Ø  Les arbres. Mon carré de peupliers à Gouy. Pour symboles de la vie. L’arbre ancre ses racines dans un monde souterrain, à partir d’une seule petite graine. Il traverse la terre, il s’élance vers le ciel par ses branches. Ce sont les trois régions fondamentales de toute vie.

L’arbre donne alors l’image de la sagesse, de la puissance. Tous les moments de notre vie, de la naissance à la mort, sont rattachés à la symbolique.

J’aime mes arbres, dont j’aperçois les cîmes. Ils dressent dans le vent leurs branches dénudées par la pluie, la neige, la glace.

 

Ø  Tempête du grand âge : solitude. Mais trouver de quoi nous émerveiller. La première neige, un soleil couchant à travers les troncs d’arbres dénudés. Etre heureux dans les grands espaces et les larges horizons.

 

Ø  Le plus dur n’était pas d’arriver à Obaix en Hainaut, mais de quitter Baulers, Nivelles en Brabant.

Tous ceux qui m’ont connue tous savent bien que je cultive volontiers le coq à l’âne. Volontairement parfois. C’est à mon avis la meilleure façon de rompre les chiens quand une émotion risque de devenir trop envahissante, trop dure.

Aujourd’hui, pouvoir m’orienter parmi les idées et dans “mon histoire”. Le marquer, le rythmer… le sortir de la monotonie. La fête, c’est cela : l’anti-quotidien.

 

Ø  Pour moi, toute la tradition n’a de sens que dans une perspective de rajeunissement permanent. Reste accueil, bienveillance, bonté et porte ouverte aux “jeunes” surtout. Service fidèle à l’Eglise pour ENSEMBLE oeuvrer longtemps, sincèrement.

 

Ø  Décembre 1999. Un frère des écoles chrétiennes de Nivelles, reçu chaque année par maman (poules et beurre pour tombola) :

Celui qui prie élève son âme (sensibilité, pensée) : long bras vers le ciel.

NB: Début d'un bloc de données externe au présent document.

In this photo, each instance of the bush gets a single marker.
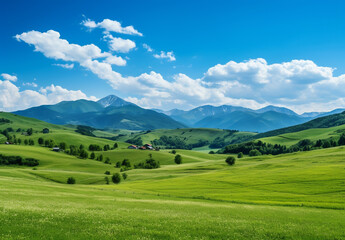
(178, 159)
(116, 178)
(254, 152)
(71, 180)
(126, 163)
(124, 176)
(106, 180)
(230, 160)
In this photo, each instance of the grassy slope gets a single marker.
(190, 135)
(57, 132)
(289, 139)
(176, 201)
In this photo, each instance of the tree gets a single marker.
(341, 140)
(83, 154)
(116, 178)
(71, 180)
(126, 163)
(62, 146)
(106, 180)
(178, 159)
(124, 176)
(29, 131)
(230, 160)
(106, 147)
(254, 152)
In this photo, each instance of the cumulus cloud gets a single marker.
(11, 98)
(166, 55)
(299, 84)
(67, 66)
(9, 77)
(120, 44)
(111, 26)
(32, 84)
(52, 46)
(147, 47)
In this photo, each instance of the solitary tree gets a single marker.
(71, 180)
(230, 160)
(40, 141)
(124, 176)
(178, 159)
(116, 178)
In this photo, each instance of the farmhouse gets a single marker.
(56, 149)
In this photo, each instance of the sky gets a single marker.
(174, 54)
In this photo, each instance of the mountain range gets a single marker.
(116, 113)
(109, 112)
(243, 119)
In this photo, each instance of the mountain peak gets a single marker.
(113, 101)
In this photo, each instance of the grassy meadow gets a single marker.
(290, 196)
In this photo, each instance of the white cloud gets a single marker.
(147, 47)
(120, 44)
(111, 26)
(298, 84)
(114, 60)
(32, 84)
(67, 66)
(166, 55)
(9, 77)
(11, 98)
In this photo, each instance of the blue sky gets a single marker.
(248, 53)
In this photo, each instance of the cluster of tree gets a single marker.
(95, 147)
(260, 148)
(172, 142)
(136, 141)
(17, 160)
(4, 120)
(125, 165)
(85, 130)
(148, 163)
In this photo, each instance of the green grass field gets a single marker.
(314, 134)
(189, 135)
(290, 196)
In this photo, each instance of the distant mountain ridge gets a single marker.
(109, 112)
(243, 119)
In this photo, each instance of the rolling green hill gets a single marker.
(313, 134)
(288, 196)
(322, 122)
(110, 112)
(189, 136)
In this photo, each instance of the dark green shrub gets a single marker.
(230, 160)
(71, 180)
(178, 159)
(116, 178)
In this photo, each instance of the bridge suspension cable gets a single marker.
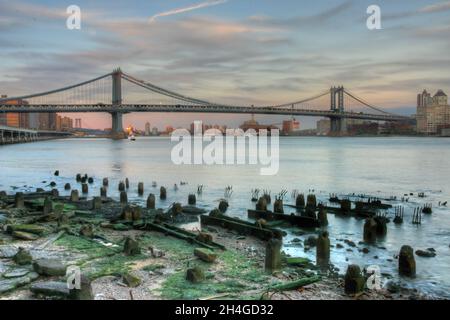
(368, 104)
(303, 101)
(41, 94)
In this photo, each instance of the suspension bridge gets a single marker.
(118, 93)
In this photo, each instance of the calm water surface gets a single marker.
(381, 167)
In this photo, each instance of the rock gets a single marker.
(16, 273)
(131, 247)
(87, 231)
(140, 188)
(151, 201)
(24, 236)
(131, 280)
(192, 200)
(354, 280)
(84, 292)
(48, 206)
(11, 284)
(426, 253)
(97, 203)
(29, 228)
(19, 201)
(74, 196)
(223, 206)
(370, 230)
(163, 193)
(23, 257)
(195, 275)
(49, 267)
(56, 289)
(406, 262)
(311, 241)
(273, 255)
(205, 254)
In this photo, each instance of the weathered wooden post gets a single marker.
(48, 206)
(370, 230)
(273, 255)
(123, 198)
(103, 192)
(354, 281)
(96, 203)
(323, 249)
(74, 196)
(19, 201)
(141, 188)
(407, 262)
(163, 193)
(151, 201)
(192, 200)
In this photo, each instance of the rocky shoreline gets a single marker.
(125, 251)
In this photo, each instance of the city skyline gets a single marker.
(230, 51)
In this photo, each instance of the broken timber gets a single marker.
(299, 221)
(241, 226)
(177, 233)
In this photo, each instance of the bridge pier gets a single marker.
(117, 127)
(338, 127)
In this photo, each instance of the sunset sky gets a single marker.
(230, 51)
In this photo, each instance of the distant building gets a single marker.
(323, 127)
(433, 113)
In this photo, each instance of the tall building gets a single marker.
(433, 113)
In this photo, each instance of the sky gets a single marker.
(230, 51)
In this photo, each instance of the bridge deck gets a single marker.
(127, 108)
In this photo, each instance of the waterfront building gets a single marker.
(433, 113)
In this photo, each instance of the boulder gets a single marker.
(131, 280)
(131, 247)
(205, 254)
(23, 257)
(406, 262)
(54, 289)
(49, 267)
(195, 275)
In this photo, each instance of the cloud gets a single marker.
(187, 9)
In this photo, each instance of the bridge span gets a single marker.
(336, 103)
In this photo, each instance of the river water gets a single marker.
(381, 167)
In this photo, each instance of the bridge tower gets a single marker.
(338, 123)
(117, 127)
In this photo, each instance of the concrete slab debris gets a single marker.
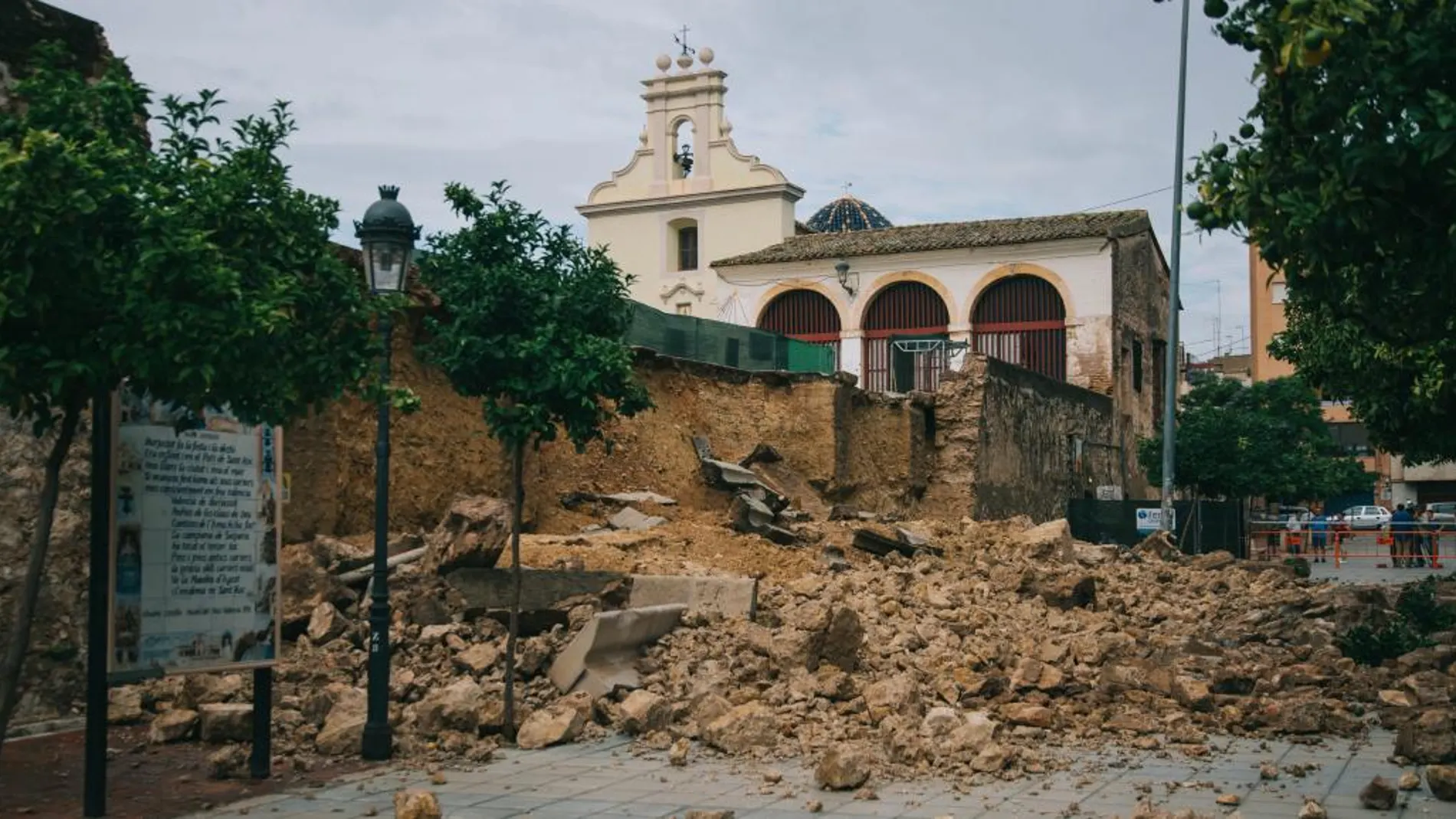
(634, 521)
(574, 500)
(730, 597)
(487, 589)
(600, 658)
(878, 545)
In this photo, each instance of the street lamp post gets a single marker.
(1171, 357)
(388, 238)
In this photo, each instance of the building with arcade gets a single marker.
(708, 230)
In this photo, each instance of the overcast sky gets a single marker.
(933, 110)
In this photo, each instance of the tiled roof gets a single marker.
(943, 236)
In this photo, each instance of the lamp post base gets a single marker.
(379, 742)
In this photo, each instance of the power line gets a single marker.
(1127, 200)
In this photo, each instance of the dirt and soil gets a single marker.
(1001, 658)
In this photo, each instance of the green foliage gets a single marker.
(1267, 440)
(197, 271)
(1373, 645)
(1422, 608)
(1344, 176)
(533, 323)
(1418, 614)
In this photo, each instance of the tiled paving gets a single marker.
(606, 780)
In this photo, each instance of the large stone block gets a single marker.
(731, 597)
(602, 657)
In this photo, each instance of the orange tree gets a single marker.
(1344, 178)
(1267, 440)
(197, 271)
(533, 323)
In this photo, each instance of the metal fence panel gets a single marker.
(724, 344)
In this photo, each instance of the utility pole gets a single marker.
(1171, 393)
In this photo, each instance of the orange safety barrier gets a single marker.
(1281, 543)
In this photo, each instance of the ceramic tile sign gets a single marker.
(195, 540)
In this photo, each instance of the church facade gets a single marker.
(711, 231)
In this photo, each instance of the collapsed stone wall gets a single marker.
(1139, 313)
(844, 443)
(1009, 441)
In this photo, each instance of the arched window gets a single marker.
(1022, 320)
(902, 326)
(802, 315)
(682, 244)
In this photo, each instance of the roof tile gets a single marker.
(943, 236)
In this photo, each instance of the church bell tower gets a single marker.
(687, 197)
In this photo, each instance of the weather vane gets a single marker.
(680, 38)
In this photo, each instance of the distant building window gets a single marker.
(1352, 438)
(1159, 365)
(687, 247)
(1137, 367)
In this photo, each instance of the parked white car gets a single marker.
(1368, 517)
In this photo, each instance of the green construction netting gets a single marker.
(724, 344)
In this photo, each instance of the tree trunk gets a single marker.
(519, 500)
(14, 660)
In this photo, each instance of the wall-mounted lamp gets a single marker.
(846, 280)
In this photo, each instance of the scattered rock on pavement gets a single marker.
(677, 755)
(1379, 794)
(172, 726)
(1441, 780)
(325, 623)
(844, 768)
(417, 804)
(549, 726)
(226, 722)
(124, 706)
(228, 762)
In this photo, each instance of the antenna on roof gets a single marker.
(680, 38)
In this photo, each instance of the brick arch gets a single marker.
(784, 288)
(887, 280)
(1018, 268)
(902, 323)
(1021, 319)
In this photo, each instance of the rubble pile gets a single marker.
(970, 650)
(1022, 644)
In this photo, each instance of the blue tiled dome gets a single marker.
(844, 215)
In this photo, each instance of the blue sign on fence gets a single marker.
(1150, 519)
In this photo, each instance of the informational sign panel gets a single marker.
(195, 540)
(1152, 519)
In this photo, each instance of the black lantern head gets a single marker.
(388, 238)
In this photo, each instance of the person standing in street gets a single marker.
(1318, 536)
(1402, 526)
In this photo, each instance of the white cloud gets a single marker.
(936, 110)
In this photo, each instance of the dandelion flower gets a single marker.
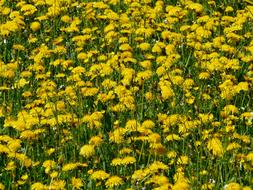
(113, 181)
(99, 175)
(87, 151)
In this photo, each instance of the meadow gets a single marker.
(126, 94)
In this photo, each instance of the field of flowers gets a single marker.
(126, 94)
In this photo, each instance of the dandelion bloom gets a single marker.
(113, 181)
(87, 151)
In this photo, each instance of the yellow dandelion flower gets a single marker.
(232, 186)
(77, 183)
(99, 175)
(113, 181)
(95, 140)
(35, 26)
(144, 46)
(38, 186)
(87, 151)
(69, 166)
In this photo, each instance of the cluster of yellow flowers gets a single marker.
(126, 94)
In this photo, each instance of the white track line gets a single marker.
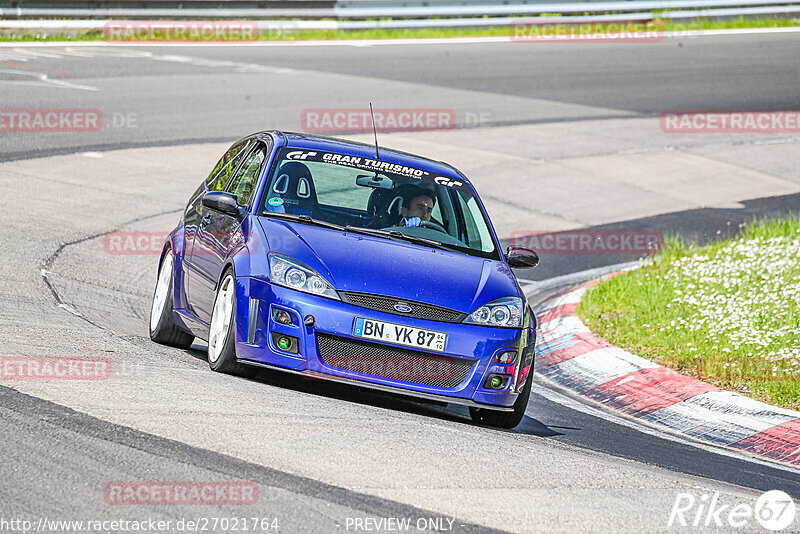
(385, 42)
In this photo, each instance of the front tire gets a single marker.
(222, 332)
(500, 419)
(162, 326)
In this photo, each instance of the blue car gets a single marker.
(353, 263)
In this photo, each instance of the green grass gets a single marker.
(727, 313)
(422, 33)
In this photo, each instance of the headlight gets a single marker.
(505, 312)
(284, 271)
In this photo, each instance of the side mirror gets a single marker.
(521, 257)
(223, 202)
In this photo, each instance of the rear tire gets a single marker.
(500, 419)
(222, 332)
(162, 325)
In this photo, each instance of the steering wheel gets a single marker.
(432, 226)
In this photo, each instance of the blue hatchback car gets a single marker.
(353, 263)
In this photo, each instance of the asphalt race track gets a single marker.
(555, 137)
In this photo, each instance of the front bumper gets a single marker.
(469, 347)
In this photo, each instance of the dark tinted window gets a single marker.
(245, 180)
(224, 169)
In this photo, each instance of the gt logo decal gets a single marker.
(448, 182)
(299, 154)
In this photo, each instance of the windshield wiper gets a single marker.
(396, 234)
(303, 219)
(419, 240)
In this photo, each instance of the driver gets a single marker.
(417, 207)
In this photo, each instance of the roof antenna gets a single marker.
(374, 131)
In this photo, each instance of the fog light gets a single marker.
(495, 381)
(282, 316)
(506, 357)
(285, 343)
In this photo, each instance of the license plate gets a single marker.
(399, 334)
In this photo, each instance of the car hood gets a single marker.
(353, 262)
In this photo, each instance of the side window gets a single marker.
(224, 169)
(477, 235)
(245, 180)
(200, 190)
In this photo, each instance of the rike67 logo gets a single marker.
(774, 510)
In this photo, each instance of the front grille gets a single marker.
(392, 362)
(419, 310)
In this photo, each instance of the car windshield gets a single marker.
(377, 198)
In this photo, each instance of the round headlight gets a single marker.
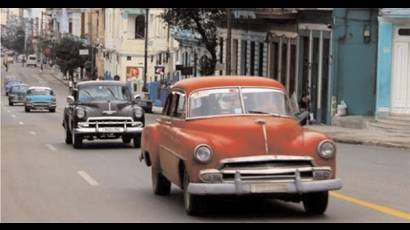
(327, 149)
(80, 113)
(138, 112)
(203, 153)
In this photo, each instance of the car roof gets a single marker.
(193, 84)
(40, 87)
(97, 83)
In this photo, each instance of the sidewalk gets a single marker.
(364, 136)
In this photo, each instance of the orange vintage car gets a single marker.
(236, 135)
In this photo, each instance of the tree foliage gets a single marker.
(67, 55)
(202, 21)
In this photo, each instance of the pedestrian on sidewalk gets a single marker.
(6, 65)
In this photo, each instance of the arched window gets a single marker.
(139, 27)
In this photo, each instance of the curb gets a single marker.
(364, 142)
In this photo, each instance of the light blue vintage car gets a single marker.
(40, 98)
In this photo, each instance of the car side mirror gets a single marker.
(70, 100)
(302, 117)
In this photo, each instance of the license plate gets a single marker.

Celui qui ne prie pas se damne : bras vers le sol.

Avec ses grands bras, cela nous impressionnait. Il nous devançait avec son vélo et nous attendait. C’est loin tout ça, mais ça marquait !

 

Ø  10/12/1999. La vérité est au fond d’un puits, pas au fond du fumier !

Quand vous causez avec quelqu’un, n’écoutez pas ce qu’il dit mais ce qu’il pense.

 

Ø  Croire en “Dieu”. Il n’existe aucune argumentation scientifique qui prouve à 100 % l’existence de Dieu. En dernier ressort, chacun doit prendre une décision personnelle. Le grand penseur Pascal m’y a fait penser : “Le coeur a ses raisons que la raison ne connaît pas”.

Le siècle passé, 20e, a été une génération de lutte contre la religion. C’est plus intéressant que l’indifférence. Celle-ci est beaucoup plus grave : alors, les sectes arrivent. Pour y faire face : la vie des chrétiens comme exemple ou témoignage, comme François d’Asise.

Le Concile de Jean XXIII, 1962 : Ouvrez les fenêtres, ouvrez les portes, nous devons sortir et aller à a rencontre des hommes.

Mais les églises ont tendance à se replier, se centrer sur le culte. Il faut redistribuer des rôles (des biens ?).

L’idée de Dieu change : non plus puissant, père, mais miséricorde, Dieu ouvre ses entrailles pour nous. Respecter les religions des autres en approfondissant la religion chrétienne, la nôtre.